Figure 1.

p300 interacts with β-catenin. (A) β-Catenin coimmunoprecipitates with p300. Nuclear extracts from the indicated cell lines were immunoprecipitated without (−) or with (+) anti-p300 antibody, and immune complexes were resolved by SDS/PAGE, followed by Western blotting with anti-β-catenin antibodies. The arrow indicates the position of β-catenin. NE SW480 represents nuclear extract of SW480 human colon carcinoma cells. Ten percent of the extract used for immunoprecipitation was loaded in the control lane. (B) β-Catenin interacts with the CH1 domain of p300. Different fragments of p300 were fused to GST and used to pull down in vitro translated ³⁵S-labeled β-catenin.

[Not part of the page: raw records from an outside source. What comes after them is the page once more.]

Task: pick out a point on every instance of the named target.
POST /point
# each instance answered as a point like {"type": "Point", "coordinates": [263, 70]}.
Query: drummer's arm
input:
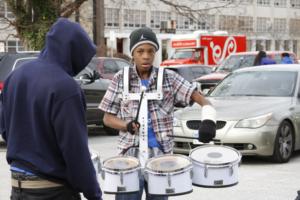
{"type": "Point", "coordinates": [113, 121]}
{"type": "Point", "coordinates": [199, 98]}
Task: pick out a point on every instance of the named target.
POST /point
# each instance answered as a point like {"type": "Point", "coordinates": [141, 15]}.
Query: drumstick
{"type": "Point", "coordinates": [195, 138]}
{"type": "Point", "coordinates": [143, 89]}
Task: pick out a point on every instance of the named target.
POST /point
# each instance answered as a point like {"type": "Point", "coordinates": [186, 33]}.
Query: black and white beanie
{"type": "Point", "coordinates": [142, 36]}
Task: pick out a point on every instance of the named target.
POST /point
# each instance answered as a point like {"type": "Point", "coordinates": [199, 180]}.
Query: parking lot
{"type": "Point", "coordinates": [259, 179]}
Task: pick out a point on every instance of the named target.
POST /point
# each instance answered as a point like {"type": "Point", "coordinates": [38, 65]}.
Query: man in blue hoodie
{"type": "Point", "coordinates": [286, 59]}
{"type": "Point", "coordinates": [43, 120]}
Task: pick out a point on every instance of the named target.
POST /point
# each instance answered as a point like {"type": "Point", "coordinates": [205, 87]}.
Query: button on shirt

GST-p300 (amino acids 302–530), GST-p300 (amino acids 565-1065), and GST-p300 (amino acids 1240–2412) contain residues 302–530, 565-1065, and 1240–2412 of p300, respectively. GST-p300 (amino acids 302–530) contains the CH1 domain of p300. Anti-β-catenin and anti-myc antibodies complexed with myc-tagged TCF were used to bind β-catenin to evaluate the binding strength of GST-p300 (amino acids 302–530). Ten percent of the in vitro translated β-catenin extract used in the pull-down assays was loaded as input. (C) p300 interacts with the NH₂- or COOH-terminal regions of β-catenin. The indicated deletion mutants of β-catenin were generated by in vitro transcription and translation and incubated with GST-p300 (amino acids 302–530) as in B. A COOH-terminal fragment of GST-p300 (amino acids 1240–2412) was used as a negative control. Ten percent of the in vitro translated β-catenin extract used in the pull-down assays was loaded as input.